Wierd Apache / mod_jk / Jboss keepalive bug
A curious bug manifested itself on our production web server yesterday. The server runs apache, with MaxClients=500, and handles about 3 million hits per day. About 80% of requests are for static files, and the remainder are dynamic, handled by mod_jk delegating to 2 jboss instances (round-robin load-balancing), each with 250 tomcat worker threads.
Now, round about mid-morning, we got a fairly big spike in the number of requests per second coming through, and very quickly the site became unresponsive. Apache reported about half of it’s workers being used for keepalives, and the remainder waiting on a response from jboss.
Jboss reported all of it’s mod_jk worker processes were busy, but only a very small number were actually involved in servicing requests, most were in a ‘K’ state (keepalive). The load on the box was very light (only a few % CPU) and testing via the jboss HTTP interface (which was unaffected by mod_jk) suggested that there were no problems actually handling requests.
Now, a mod_jk/AJP keep-alive, as I understand it, isn’t supposed to work like an HTTP keepalive. An apache worker that’s in a keepalive state is reserved for the exclusive use of the client (browser) that’s connecting to it. If you have too many distinct clients connecting and holding keepalives, you’ll run out of httpds. But, an AJP keepalive is a keepalive between the apache server and the jboss server; although it knows the client IP address, it’s not limited to only serving requests from that client. Even if it is, it should recognize when apache terminates the keepalive connection with the client (after 15 seconds or 100 requests in our case) and make itself available for other client connections.
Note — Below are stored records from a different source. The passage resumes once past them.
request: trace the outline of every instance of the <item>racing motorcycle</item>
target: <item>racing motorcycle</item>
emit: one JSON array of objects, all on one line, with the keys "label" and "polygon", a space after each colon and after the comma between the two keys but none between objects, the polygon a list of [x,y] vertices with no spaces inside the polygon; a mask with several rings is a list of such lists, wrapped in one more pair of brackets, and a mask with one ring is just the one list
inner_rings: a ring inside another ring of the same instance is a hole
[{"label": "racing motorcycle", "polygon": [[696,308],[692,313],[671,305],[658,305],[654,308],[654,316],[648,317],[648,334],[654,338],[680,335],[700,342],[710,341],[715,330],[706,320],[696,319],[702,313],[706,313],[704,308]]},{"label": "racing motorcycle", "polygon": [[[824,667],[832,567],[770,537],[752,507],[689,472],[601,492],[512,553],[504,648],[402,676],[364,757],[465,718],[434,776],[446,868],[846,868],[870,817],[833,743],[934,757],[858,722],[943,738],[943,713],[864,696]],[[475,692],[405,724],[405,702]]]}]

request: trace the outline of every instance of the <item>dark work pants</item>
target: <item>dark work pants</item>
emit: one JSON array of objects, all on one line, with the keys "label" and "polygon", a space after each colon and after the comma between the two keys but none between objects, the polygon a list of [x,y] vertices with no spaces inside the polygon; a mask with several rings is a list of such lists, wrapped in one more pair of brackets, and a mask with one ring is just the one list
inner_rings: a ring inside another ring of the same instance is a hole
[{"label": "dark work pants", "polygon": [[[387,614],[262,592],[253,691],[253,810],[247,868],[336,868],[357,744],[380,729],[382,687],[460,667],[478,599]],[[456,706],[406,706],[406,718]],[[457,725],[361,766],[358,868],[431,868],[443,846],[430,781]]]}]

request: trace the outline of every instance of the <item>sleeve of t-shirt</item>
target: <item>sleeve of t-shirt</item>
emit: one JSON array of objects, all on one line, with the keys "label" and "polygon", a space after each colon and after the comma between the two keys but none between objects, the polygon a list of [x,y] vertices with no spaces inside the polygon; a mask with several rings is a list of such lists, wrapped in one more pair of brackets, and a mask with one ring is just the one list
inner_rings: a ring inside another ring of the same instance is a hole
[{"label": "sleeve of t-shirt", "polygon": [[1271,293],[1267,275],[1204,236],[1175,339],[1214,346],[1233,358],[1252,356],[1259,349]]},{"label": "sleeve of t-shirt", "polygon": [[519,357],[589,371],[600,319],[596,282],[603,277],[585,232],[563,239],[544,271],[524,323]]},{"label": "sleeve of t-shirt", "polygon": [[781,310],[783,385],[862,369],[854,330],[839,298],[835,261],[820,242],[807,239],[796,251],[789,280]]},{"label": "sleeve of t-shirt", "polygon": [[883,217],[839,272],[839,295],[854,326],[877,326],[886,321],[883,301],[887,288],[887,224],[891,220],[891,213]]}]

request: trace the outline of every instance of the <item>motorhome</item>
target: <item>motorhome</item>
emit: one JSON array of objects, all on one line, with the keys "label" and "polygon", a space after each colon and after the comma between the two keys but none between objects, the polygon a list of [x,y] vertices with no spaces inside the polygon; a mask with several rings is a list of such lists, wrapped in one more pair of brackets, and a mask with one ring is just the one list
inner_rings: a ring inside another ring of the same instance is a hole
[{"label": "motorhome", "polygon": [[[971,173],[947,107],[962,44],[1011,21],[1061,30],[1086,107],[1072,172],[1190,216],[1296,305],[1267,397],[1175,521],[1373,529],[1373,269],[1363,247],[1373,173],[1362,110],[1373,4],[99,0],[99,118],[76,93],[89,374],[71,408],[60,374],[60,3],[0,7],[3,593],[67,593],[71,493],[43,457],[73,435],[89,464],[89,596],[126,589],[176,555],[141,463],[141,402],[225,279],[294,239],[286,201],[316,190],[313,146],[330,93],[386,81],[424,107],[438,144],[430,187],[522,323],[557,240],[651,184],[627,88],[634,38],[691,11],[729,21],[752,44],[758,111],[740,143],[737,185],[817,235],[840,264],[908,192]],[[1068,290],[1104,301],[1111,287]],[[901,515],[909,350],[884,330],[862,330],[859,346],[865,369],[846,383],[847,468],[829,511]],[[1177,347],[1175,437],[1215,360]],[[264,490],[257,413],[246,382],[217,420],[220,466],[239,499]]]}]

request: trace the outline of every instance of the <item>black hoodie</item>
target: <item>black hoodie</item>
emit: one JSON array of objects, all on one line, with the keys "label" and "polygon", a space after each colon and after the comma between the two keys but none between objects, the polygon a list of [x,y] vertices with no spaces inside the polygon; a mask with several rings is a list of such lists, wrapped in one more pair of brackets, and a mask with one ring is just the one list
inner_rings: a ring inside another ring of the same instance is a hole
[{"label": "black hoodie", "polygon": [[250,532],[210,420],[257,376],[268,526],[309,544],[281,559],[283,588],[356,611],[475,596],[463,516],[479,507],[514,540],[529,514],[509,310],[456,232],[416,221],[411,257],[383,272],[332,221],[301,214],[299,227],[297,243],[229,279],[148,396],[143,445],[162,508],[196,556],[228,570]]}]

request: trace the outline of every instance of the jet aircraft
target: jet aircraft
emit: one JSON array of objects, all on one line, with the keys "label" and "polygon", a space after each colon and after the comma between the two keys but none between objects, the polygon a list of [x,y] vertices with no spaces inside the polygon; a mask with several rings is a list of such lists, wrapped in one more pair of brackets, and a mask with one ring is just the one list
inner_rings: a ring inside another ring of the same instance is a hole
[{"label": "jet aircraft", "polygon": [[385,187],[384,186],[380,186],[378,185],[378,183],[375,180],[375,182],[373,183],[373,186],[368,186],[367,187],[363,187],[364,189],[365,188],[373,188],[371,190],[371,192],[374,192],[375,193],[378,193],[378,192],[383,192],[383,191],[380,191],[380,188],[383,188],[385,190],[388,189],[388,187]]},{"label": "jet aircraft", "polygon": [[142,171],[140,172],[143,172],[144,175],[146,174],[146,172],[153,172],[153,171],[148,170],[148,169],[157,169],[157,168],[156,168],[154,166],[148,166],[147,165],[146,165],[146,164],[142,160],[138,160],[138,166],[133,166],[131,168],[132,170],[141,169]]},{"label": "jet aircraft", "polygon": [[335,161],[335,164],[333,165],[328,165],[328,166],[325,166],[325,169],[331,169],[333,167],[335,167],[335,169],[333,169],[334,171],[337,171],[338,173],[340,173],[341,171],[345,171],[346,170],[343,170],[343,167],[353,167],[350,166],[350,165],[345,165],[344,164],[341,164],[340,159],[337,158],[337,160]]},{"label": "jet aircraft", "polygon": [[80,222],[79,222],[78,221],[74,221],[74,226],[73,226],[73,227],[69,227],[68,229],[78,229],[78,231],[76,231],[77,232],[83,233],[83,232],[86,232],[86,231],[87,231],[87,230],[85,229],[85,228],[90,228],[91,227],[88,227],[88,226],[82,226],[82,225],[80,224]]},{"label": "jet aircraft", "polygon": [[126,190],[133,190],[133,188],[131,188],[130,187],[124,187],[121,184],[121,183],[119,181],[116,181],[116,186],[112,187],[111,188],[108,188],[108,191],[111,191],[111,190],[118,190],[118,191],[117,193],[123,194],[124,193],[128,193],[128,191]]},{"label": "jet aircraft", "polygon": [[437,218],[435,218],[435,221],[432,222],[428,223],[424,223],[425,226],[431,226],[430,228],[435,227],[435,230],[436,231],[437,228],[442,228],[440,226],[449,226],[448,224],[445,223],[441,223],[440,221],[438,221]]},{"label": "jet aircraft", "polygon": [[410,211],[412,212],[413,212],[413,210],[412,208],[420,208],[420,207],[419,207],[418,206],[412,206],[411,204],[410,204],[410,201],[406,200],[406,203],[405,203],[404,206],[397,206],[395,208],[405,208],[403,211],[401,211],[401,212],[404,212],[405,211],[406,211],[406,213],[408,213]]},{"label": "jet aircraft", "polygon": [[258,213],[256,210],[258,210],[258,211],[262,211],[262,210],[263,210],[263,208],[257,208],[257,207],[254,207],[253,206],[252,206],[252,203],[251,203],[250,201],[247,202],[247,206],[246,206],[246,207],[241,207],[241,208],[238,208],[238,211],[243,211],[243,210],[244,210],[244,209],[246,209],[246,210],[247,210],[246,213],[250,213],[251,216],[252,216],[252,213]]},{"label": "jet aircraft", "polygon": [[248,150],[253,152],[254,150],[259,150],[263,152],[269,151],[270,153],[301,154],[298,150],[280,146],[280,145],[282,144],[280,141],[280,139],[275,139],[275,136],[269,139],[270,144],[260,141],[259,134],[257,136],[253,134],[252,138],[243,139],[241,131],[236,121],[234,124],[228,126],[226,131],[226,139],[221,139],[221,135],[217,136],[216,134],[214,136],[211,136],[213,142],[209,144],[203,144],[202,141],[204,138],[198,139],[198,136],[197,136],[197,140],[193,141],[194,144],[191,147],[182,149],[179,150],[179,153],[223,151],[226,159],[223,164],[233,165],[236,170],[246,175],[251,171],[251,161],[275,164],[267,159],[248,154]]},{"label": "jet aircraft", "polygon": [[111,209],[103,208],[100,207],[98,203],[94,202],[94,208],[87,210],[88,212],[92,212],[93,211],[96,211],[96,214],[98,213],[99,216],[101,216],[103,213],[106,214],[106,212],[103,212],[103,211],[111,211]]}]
However, in our setup that didn’t seem to be the case. It seems as if, once an AJP connection is marked as holding a keepalive to a client IP address, it will not service requests from any other IP address for some relatively long period of time (Not infinite, but much longer than apache, anyway). The result of this is that it doesn’t take long under load for all of your worker threads to be tied to particular clients, waiting for the next request.
We solved the problem, rather cludgily, by simply disabling client keepalives in the web server. This makes the process of rendering pages slightly slower (since each request must set up and tear down a TCP connection for every image, stylesheet, and other static resource the page references) but it’s not really noticable. It’s had the additional benefit that our apache server has gone from having about 250 active httpds on average to about 50.
A much better solution (apart from fixing mod_jk), IMO, would be to ditch mod_jk in favour of a connectionless HTTP load balancer like haproxy. Then we could re-enable keepalives from the web server to the client, enabling fast loads for the 80% of static content, but disable them from the web server to the JBoss server, thus preventing Jboss from spawning too many threads which are just sitting idle waiting on a client keep-alive. Plus, switching to HTTP would allow us to do funky pipeline things like sticking a Squid cache between web server and JBoss, to further speed things up. Additionally, the overhead of TCP connection establishment, whilst it might be significant on a static request for a 2K stylesheet, simply doesn’t figure in the time to render a page with 30-odd database queries and a stack of java code behind it.